Casting Spells on Transcripts
Disclaimer: This article was generated copy-paste by GPT 5.2 but as a distillation of a VERY lengthy debate with it about thinking through what I wanted. TBH I think AI outputs are fine as long as they are a transformation of significiant human input. Maybe worth an article on its own… anyway onto the article…
Some days it’s “I need a better read-it-later.” Other days it’s “I need a bookmarking system.” Or “I should get serious about RSS again.” Or “maybe I just need a better notes app.” And if you squint hard enough, you can always convince yourself the answer is one more tool.
But the thing I actually want isn’t another place to put links.

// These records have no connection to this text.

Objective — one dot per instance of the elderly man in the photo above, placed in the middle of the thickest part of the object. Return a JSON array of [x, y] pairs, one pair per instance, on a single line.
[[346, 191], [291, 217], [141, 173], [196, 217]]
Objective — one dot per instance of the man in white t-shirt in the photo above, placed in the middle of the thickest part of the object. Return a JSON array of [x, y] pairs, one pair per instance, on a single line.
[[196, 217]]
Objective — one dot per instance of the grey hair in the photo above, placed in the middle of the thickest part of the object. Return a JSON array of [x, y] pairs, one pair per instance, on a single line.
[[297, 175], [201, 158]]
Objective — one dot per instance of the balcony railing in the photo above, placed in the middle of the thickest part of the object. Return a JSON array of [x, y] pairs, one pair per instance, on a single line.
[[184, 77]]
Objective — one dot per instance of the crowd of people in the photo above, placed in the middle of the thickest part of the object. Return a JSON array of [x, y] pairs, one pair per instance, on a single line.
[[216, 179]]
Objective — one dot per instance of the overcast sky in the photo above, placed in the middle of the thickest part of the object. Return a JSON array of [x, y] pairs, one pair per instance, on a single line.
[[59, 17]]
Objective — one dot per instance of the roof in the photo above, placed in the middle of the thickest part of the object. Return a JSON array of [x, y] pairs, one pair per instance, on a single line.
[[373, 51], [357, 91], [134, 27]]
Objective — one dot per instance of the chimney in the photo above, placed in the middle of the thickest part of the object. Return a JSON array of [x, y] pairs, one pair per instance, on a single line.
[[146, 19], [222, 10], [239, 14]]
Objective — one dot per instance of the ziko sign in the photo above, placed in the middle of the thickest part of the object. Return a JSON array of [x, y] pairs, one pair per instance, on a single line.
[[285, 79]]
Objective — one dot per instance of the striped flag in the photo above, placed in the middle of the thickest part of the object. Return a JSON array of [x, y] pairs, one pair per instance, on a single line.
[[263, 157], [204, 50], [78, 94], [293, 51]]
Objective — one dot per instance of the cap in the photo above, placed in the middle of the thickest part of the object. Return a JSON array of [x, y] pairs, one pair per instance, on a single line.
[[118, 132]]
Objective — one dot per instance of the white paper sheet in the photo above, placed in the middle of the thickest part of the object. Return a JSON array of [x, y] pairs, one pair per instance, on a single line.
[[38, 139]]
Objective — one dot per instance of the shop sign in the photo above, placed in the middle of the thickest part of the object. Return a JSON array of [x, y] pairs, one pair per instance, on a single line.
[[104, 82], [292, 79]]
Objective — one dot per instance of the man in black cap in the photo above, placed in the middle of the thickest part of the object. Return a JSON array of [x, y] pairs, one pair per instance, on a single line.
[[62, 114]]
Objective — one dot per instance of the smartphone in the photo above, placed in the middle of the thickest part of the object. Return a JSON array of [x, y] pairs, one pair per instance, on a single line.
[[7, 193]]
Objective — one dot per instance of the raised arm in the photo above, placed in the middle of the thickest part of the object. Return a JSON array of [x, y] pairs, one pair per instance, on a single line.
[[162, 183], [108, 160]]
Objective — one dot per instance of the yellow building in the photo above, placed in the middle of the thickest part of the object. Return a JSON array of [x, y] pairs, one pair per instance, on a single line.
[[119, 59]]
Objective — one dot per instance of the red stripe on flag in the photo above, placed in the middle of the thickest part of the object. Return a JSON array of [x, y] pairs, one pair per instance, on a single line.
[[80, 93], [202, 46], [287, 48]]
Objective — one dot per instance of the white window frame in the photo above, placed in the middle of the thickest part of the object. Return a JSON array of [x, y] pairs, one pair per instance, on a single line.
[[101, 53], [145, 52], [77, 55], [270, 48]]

What I want is a way to take a link — especially a long YouTube video — and turn it into useful, copyable text that I can operate on with all the self-hosted AI stuff I already run. I’m not trying to “save the internet.” I’m trying to compile it.
And I’m demanding about it in a way that makes most “product” answers feel wrong.
Because the moment the solution drifts into “store everything forever,” I can already see the future. I’ll be running a media archive. I’ll be dealing with retention policy and backups and disk growth and broken downloads and metadata drift. I’ll have invented my own part-time job and called it productivity.
I don’t want a second brain. I want a wand.
The shape of the itch
The mobile part matters more than people admit.
Most of my “this might be important” moments happen on my phone: I’m in YouTube, or a browser, or a random app that opens a link, and I want to send that thing somewhere without breaking my flow.
“Somewhere” is usually a queue. But I don’t want the queue to be the end state. I want the queue to be the front door to transformation.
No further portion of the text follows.